Bhumibol’s mother, Princess Sangwalya Chukramol, was a Thai nurse studying on a scholarship at Simmons College in Boston when she met the prince. Bhumibol had an older brother, Ananda, and a sister, Galyani Vadhana.
Bhumibol and his father were inheritors of the reformist tradition begun by King Mongkut in the 19th century and accelerated by his son King Chulalongkorn, Bhumibol’s grandfather.
Mongkut and Chulalongkorn were the king and prince in “Anna and the King of Siam,” Margaret Landon’s 1943 novel, which was based on the autobiographical writings of Anna Leonowens. The novel inspired the musical “The King and I” and its film adaptation.
Bhumibol was 2 when his father died, and his mother, to whom he was very close, took her children to Switzerland for schooling. Their family life was interrupted in 1935 when Thailand’s last absolute king, Prajadhipok, Prince Mahidol’s half brother, abdicated after a military coup.

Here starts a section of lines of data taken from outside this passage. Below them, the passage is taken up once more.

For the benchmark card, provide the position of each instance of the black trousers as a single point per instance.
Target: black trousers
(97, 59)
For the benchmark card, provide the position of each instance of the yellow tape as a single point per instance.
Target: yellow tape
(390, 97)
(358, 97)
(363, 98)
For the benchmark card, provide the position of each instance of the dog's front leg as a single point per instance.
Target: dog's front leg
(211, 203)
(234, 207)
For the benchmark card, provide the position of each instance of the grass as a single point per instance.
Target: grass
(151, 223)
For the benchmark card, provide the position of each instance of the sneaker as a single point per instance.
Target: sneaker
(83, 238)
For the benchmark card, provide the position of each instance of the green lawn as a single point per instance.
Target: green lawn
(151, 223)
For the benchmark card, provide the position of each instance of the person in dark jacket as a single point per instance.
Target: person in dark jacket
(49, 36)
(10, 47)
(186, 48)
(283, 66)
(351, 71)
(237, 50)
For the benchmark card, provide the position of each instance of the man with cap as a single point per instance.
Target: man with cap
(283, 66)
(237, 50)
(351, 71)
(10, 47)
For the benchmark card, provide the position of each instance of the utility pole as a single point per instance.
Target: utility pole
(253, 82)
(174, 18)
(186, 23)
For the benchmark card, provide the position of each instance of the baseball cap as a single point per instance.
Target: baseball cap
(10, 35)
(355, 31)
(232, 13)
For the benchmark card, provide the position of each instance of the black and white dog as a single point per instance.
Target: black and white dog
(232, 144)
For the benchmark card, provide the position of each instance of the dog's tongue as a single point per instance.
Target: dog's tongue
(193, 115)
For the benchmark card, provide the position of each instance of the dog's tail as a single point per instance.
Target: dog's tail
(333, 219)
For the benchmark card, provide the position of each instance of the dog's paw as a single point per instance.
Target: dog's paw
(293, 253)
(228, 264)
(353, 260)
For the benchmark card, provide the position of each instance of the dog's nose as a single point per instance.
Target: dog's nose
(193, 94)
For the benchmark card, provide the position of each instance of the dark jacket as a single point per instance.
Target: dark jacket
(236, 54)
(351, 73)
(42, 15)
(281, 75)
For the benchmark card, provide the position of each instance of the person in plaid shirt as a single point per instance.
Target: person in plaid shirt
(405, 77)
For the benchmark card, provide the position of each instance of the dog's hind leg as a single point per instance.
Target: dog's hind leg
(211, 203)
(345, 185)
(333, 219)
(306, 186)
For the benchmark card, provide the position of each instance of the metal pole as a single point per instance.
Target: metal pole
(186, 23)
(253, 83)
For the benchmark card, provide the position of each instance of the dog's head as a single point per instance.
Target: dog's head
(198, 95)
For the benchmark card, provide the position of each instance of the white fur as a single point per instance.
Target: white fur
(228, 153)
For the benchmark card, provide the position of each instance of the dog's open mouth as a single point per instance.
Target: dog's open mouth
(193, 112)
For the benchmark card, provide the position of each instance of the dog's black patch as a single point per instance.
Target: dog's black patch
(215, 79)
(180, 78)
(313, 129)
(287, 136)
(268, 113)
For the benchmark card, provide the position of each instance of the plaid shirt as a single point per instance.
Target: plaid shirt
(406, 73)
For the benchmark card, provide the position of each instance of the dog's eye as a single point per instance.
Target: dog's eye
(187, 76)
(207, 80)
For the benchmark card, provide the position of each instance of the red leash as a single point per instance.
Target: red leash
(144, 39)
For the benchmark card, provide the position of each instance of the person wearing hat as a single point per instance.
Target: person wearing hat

The crown passed to Prince Mahidol’s eldest son, Prince Ananda, then 10 years old.
King Ananda was barely into his 20s when, on June 9, 1946, he was found dead in his private chambers with a bullet through his head. Bhumibol was the last family member to have seen him alive, but he never spoke publicly about the death or about rumors that the young king, a gun collector, may have committed suicide or killed himself accidentally.